In 2014, trials were conducted at five locations (Albany, Northam, Eradu, Katanning and Scaddan) using both Wyalkatchem and Mace, confirming that the varieties did not influence the maturity process. In 2015-16 trials focussed on Mace at three locations (Northam, Katanning and Esperance). This work, along with South Australian (Waite, Blyth and Hart) and Victorian (Horsham) sites, has been used to develop and validate the Yellow Spot Spore Maturity model.

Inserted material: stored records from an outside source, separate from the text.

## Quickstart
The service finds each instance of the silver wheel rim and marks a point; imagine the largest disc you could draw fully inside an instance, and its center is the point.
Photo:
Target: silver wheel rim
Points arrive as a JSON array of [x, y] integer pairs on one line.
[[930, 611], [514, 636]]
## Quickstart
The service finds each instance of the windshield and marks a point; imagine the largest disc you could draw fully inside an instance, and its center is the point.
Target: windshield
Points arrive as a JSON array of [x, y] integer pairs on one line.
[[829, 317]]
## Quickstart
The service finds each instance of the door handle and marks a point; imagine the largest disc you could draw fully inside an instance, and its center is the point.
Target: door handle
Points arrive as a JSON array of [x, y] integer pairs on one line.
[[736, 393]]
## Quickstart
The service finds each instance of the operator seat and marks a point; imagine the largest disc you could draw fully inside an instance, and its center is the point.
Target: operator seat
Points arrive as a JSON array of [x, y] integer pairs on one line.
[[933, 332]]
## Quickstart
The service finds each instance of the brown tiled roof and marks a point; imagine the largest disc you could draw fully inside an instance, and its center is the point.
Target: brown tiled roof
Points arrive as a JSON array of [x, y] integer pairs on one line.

Stubble from Western Australia and the molecular spore traps in South Australia and Victoria were assessed in Northam to determine the maturation process and timing of yellow spot spore production on this stubble. Measurements involve examining stubble samples for pseudothecia (the fruiting bodies of the fungus causing yellow spot) and assessing them for maturity. In 2017 work will focus on obtaining yellow leaf spot maturation data from Victoria, northern NSW and Queensland to add to the Yellow Spot Model validation.